Александр смотрел на него холодным взглядом великого герцога.

– У меня с вами нет ничего общего. Вы не более чем мелкий чиновник при кабинете Меттерниха.

Фон Гогенцаль хохотнул, не обидевшись.

– В то время как вы второй по могуществу человек в Нвенгарии. И все же, мой друг, вы нуждаетесь во мне, если хотите восстановить свое положение.

– Я не пойду против Деймиена. Он управляет страной по праву, и если я должен оставаться за сценой, то так и буду делать. Я хочу процветания Нвенгарии, а не собственной славы. Вот почему между нами нет ничего общего. – Александр демонстративно достал из кармана часы и посмотрел на них. – Поскольку вам нечего мне предложить, я уезжаю. Мне предстоит действительно важная встреча.

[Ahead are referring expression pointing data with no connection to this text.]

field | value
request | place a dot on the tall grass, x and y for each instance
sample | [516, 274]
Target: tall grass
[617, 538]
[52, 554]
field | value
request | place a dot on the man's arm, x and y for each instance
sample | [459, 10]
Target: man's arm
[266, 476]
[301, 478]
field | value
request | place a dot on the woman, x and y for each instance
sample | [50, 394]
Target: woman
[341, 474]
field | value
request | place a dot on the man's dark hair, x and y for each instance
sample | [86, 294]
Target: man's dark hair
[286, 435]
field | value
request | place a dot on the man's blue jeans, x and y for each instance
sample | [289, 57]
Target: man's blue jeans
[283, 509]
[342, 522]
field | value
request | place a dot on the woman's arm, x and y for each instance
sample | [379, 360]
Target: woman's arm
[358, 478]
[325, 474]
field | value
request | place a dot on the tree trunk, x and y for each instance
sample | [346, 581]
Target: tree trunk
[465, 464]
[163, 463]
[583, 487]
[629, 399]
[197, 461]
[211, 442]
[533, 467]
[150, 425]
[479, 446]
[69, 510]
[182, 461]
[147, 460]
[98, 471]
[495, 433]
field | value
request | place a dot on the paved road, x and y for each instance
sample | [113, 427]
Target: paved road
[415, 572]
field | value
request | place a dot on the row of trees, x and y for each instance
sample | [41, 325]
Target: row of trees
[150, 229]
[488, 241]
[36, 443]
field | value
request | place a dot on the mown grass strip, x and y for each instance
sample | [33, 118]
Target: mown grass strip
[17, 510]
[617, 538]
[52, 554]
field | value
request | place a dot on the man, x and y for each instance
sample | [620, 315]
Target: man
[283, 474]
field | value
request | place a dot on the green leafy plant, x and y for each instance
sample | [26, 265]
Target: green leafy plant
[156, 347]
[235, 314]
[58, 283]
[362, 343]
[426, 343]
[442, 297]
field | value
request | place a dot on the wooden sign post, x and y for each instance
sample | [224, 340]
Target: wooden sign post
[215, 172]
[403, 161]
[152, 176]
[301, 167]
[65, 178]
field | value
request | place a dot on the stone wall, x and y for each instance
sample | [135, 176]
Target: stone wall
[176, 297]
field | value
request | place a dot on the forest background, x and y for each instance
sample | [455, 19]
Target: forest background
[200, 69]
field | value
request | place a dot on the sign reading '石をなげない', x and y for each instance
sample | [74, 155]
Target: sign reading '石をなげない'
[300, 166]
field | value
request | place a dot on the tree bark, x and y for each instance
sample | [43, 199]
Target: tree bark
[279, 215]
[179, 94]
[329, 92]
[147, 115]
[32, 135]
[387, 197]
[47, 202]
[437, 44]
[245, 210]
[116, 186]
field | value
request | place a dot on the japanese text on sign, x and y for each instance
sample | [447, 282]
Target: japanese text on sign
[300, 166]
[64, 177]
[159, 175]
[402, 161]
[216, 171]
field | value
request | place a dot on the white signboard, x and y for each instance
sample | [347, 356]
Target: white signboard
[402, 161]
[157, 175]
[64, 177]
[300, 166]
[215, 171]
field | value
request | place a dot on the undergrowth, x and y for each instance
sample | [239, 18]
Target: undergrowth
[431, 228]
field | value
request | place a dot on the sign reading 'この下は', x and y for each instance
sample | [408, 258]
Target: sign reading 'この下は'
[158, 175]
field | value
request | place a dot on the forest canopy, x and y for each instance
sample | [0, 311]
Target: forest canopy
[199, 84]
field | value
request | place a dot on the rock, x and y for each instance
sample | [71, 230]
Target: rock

Фон Гогенцаль перестал улыбаться, и свет в его глазах Александру не понравился.

– Отдайтесь мне, ваша светлость. Вам же будет легче, если вы отдадитесь сейчас и добровольно. Позднее это будет не так легко сделать.

Александр пронзил его взглядом.

– Если вы будете мне угрожать, уверяю вас, вы об этом пожалеете.

– Никаких угроз, ваша светлость, я только констатирую истину. Если вы последуете за мной, опасность будет меньше, причем не только для вас, но и для вашей прелестной жены. И для сына. Ему ведь всего шесть лет, кажется. Слишком юный возраст для опасностей.

В Александре опять вспыхнула жажда крови. В каждом нвенгарийце живет страсть к кровопролитию, эта черта не стерлась за восемьсот лет жизни на равнине после того, как его народ спустился с гор. Он и раньше испытывал подобное волнение, но на этот раз оно было другим. Он хотел сдаться сидевшему в нем логошу, выпустить зверя и разорвать фон Гогенцаля раньше, чем тот успеет вскрикнуть.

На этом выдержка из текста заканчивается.